As discussion after the second break-in to our store began and we approached the cliff on the tiptoes of bankruptcy, my husband and I were on opposite ends of what to do with our "home".  After all, the house is what drew us to the small town, sealed the deal.  This neglected old home with red-oak woodwork and old stone fireplace and the opportunity to restore it into all the beauty we saw it could be under the layers of green shag carpet, one-inch of dust, and foam ceiling tiles.  And we did what we could, and it was beautiful.  And it was our sweat, tears, smashed thumbs, curse words, and satisfaction in the final product.  And....it was hard to let go. 

But in the end it was just a place.  A place that housed "things" that we had collected over the years.  A place that housed memories, yes...but those memories transfer with us, they are not fixed.  A place that had felt much of our sadness and witnessed some ugly discussions as we absorbed the tragedy of losing it all.  The people within the house mattered....the memories of 16 years of marriage being packed into boxes mattered...the hope that God would use it for His good somehow...mattered.

Let me tell you something about the little "home" we are in now...it needs a lot of work...just like us.  I have no doubt that God looks down on us and dreams of all the updates He would like to make on our hearts.
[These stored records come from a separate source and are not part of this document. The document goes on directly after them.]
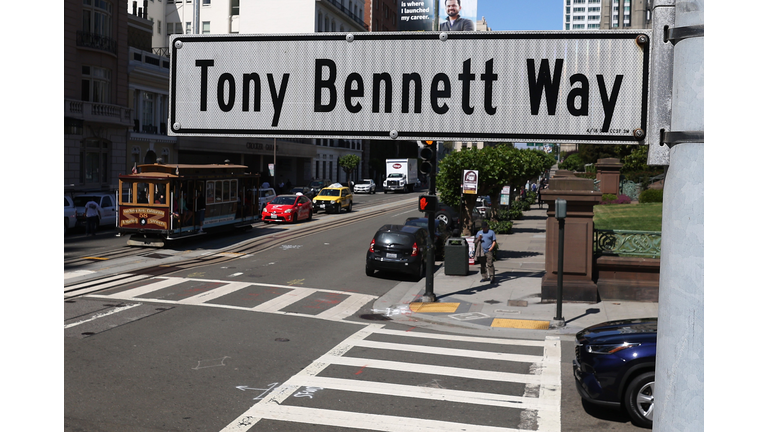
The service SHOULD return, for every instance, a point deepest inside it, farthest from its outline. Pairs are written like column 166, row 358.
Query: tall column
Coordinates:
column 679, row 388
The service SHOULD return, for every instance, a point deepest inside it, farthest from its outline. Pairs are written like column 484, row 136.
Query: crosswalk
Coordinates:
column 257, row 297
column 362, row 384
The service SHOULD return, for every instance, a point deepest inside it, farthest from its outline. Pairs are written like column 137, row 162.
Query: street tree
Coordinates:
column 497, row 166
column 349, row 164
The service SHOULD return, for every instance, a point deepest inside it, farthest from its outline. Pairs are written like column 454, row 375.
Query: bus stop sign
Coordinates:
column 579, row 87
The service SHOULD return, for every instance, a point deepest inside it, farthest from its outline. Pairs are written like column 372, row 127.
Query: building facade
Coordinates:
column 606, row 14
column 96, row 108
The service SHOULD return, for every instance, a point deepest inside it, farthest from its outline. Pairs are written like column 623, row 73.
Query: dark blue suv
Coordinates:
column 615, row 366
If we would only invest in bettering ourselves one tile at a time, as we dream of doing to the kitchen backsplash.  My bathroom is holding on to 1960's salmon tile and a matching sink...what am I holding onto from the past that needs to be left in the past?  And the east and south side of the house still has the original windows and screens, and while full of character, they lack efficiency...sometimes I am full of personality, but am I really using that to make others around me the best they can be?
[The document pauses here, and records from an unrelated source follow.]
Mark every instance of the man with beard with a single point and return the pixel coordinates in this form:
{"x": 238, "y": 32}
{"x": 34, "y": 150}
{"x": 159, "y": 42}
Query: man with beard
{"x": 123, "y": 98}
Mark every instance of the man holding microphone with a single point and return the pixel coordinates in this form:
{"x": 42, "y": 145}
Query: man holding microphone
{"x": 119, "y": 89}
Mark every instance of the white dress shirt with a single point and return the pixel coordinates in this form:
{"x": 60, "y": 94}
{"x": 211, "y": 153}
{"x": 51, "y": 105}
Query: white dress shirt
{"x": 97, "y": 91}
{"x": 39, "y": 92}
The greatest thing (and sometimes the worst) is that we are always together.  Someone might be watching TV in the living area, while one is at the desk on the computer, and someone else is coloring in their new journaling Bible at the table.  We are in the same 250 sq' every night and it is awesome.  If someone gets up and goes to sit on the back deck with the hound dog, the other three usually aren't far behind...that my friends...is home.
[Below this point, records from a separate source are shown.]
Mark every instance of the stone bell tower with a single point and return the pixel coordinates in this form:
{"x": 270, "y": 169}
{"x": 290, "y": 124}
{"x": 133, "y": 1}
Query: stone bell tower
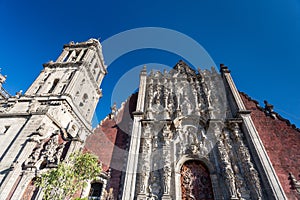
{"x": 192, "y": 138}
{"x": 51, "y": 120}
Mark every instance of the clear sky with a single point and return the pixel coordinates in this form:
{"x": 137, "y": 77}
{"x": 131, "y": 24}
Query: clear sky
{"x": 258, "y": 40}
 Home is my son begging his dad to start the charcoal on the grill, home is that we can hear someone singing in the salmon shower in the short distance to the living room, home is everyone holding their nose because someone tooted on the couch under their blanket, home is everyone of us talking baby-talk to our basset hound when we go to the back door, home is my daughter's addiction to baking, home is coloring for six hours last Saturday in our Bibles together, home is knucks at bedtime, home is shoes that have had feet in them lying on top of folded sweaters in my small closet, home is my grandma's bowling pins in a frame behind the couch, home is a cold beer and fire pit.  Anyhow...that is how I see home.

2 Corinthians 9:11 is part of the section on the 'Cheerful Giver' and Paul says:  "You will be enriched in every way to be generous in every way, which through us will produce Thanksgiving to God."

My small house has enriched me.  I am thankful that I have a roof over my head that happens to be new.  I am thankful that it only takes me an hour tops to clean it ceiling to floor...not that that always happens, but in theory it is pretty spectacular.  I do my best to be generous when I can to others going through a drought in life...I have been there, I have made it through...thanks be to God.

I have learned that it is not the shell that surrounds me while I sleep, but the beings that inhabit the innermost parts of my heart while I rest...that is home.